Tom Cruise has been called a "gentlemen" by social media users for holding the Duchess of Cambridge's hand while climbing the red carpet steps at the London premiere of Top Gun: Maverick on Thursday evening.
The pair had been walking the red carpet, alongside Prince William, when Cruise turned and offered his hand to Kate, before they walked up a set of stairs.
The duchess, who likely would have found it difficult to tackle the stairs unsupported in her inflexible Roland Mouret gown and Prada heels, accepted the gesture.
— Emily Nash (@emynash) May 19, 2022
Social media users were quick to express their admiration for Cruise's gesture.
"He is always a gentleman and never forgets for a second how to behave in public," wrote one Twitter user.
"Tom Cruise being the perfect gentleman helping Kate with the stairs!!," said another.

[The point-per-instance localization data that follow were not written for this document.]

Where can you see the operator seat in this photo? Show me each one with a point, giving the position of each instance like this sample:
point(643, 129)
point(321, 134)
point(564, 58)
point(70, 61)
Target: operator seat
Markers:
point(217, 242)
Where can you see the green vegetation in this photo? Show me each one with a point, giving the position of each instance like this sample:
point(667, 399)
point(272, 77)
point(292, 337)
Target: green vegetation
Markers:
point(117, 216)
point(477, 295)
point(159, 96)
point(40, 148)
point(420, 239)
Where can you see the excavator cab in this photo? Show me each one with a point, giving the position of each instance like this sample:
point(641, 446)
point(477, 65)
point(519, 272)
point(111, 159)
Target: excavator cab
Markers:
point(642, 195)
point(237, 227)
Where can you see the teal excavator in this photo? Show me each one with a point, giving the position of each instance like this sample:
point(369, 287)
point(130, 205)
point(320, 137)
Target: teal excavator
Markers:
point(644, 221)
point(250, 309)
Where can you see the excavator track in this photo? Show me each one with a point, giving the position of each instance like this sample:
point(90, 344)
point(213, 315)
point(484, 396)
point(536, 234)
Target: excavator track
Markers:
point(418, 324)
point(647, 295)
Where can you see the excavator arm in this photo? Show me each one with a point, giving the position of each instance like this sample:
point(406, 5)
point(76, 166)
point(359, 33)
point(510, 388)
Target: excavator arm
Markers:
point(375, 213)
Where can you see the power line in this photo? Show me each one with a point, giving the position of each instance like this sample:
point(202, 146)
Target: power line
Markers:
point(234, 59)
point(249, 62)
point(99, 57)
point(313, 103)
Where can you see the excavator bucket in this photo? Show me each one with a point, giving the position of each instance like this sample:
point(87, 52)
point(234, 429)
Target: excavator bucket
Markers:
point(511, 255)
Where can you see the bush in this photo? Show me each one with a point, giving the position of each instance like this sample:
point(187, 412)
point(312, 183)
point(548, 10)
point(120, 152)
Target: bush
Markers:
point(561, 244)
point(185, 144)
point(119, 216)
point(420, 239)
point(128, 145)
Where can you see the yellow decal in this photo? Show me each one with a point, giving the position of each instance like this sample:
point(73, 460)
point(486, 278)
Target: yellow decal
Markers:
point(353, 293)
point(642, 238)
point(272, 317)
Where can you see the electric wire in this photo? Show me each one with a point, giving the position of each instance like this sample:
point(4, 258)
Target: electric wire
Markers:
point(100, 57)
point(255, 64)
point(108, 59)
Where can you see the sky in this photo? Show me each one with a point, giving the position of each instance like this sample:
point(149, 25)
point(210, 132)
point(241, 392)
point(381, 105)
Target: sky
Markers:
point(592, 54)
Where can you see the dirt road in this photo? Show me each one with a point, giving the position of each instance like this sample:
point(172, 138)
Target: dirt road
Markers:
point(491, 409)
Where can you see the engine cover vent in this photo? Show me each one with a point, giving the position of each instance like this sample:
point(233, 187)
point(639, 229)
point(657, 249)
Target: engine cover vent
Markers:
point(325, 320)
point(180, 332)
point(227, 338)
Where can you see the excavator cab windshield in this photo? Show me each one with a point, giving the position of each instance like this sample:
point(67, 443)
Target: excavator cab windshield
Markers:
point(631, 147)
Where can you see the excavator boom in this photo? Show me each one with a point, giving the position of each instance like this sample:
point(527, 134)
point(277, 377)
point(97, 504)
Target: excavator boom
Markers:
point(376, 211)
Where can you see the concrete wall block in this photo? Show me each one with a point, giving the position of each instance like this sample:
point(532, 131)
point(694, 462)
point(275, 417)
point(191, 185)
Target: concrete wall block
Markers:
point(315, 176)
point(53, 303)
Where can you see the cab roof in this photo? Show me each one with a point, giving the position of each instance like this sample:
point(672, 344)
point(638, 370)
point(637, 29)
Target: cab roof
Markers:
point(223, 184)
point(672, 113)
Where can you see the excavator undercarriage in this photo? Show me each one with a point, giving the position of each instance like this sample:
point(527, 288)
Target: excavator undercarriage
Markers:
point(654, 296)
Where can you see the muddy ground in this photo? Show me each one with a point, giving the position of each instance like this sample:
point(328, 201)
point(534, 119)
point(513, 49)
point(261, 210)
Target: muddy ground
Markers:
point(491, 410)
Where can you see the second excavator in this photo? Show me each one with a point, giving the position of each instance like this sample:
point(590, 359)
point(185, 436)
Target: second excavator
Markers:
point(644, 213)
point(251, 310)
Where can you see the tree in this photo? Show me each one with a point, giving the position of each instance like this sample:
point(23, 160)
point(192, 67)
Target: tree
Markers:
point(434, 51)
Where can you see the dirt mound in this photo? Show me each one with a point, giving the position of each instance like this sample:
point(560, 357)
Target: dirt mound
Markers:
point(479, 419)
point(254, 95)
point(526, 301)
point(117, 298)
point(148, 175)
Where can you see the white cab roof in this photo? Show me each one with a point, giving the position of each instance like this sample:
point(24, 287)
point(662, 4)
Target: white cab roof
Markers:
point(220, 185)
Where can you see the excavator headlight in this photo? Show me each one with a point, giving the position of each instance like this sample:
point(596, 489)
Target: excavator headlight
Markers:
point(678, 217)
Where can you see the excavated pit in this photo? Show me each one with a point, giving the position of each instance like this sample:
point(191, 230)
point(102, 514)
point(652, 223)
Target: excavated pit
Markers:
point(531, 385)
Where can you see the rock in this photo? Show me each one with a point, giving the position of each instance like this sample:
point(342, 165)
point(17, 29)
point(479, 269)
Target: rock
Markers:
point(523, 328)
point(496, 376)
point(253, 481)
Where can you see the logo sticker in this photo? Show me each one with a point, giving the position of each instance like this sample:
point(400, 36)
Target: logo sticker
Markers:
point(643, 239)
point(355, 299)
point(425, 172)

A third tweeted, "Tom Cruise turns 'Prince Charming' for the gorgeous Duchess of Cambridge."
But others wondered whether Cruise, 59, was "allowed" to hold the duchess' hand.
It's unusual for non-royals - no matter how famous - to have physical contact with the Royal Family. But it's not unheard of.
"There are no official rules when it comes to touching a member of the Royal Family," says Omid Scobie, Yahoo UK's royal executive editor. "It's more down to what's acceptable in society or not.
"I think there are a lot of things that are perceived as royal etiquette or royal protocol that we assume might be the case but aren't actually."
Scobie adds that if the duchess had a problem with the gesture, then she wouldn't have given her hand to him.
"It could have been far worse," he says. "The worst would be for her to trip downstairs at a royal film premiere."
Scobie says the palace seems to put more emphasis on how to correctly address a member of the Royal Family.
The Royal website echoes this with: "There are no obligatory codes of behaviour when meeting The Queen or a member of the Royal Family, but many people wish to observe the traditional forms."
The ways to greet a member of the Royal Family are listed as:
For men this is a neck bow (from the head only) whilst women do a small curtsy. Other people prefer simply to shake hands in the usual way
On presentation to The Queen, the correct formal address is 'Your Majesty' and subsequently 'Ma'am,' pronounced with a short 'a,' as in 'jam'
For male members of the Royal Family the same rules apply, with the title used in the first instance being 'Your Royal Highness' and subsequently 'Sir'
For other female members of the Royal Family the first address is conventionally 'Your Royal Highness' and subsequently 'Ma'am'
And while these are also only suggestions based on tradition, Scobie again emphasises, "In terms of any rules about touching a member of the Royal Family, there isn't anything that they would instruct anyone."
Instead, it's about simply adhering to common sense.
"Yes, it's fine to give someone your arm or your hand if you're helping them up the stairs, but as we saw last night, no one rushed to run and hug William or Kate because that would be inappropriate," he says.
The lack of obligatory rules applies to the entire Royal Family.
"It's really sort of a one size fits all thing," says Scobie.
"If you know the Queen well enough, you know that she prefers not to shake 100 hands. But it's not something that she shies away from either. I've never seen her refuse to shake someone's hand when presented with one."
In fact, it's quite the opposite. "Ultimately, I think people always forget that the Royals often go out of their way to make the people that they're talking to feel comfortable," he adds.
"I think they make a lot of effort as well to overlook a lot of this stuff."
Scobie references two past royal greetings that hit headlines for supposedly breaching etiquette: When LeBron James met the Duchess of Cambridge in New York in 2014 and put his arm around her for a picture and when Michelle Obama famously gave the Queen a hug in 2009.
Despite being unusual occurrences, neither have been "genuine breaches of protocol," Scobie explains.
Similarly, in 2013 during a visit from the Queen to West Quay fisheries at Newhaven Fish Market in East Sussex, it was reported the location guide touched Her Majesty's lower back - another supposed breach of etiquette.
"I remember at the time contacting the palace, and they basically said whether the woman had touched or not, the Queen wouldn't have taken offence either way, and there are no rules to suggest anything else," says Scobie.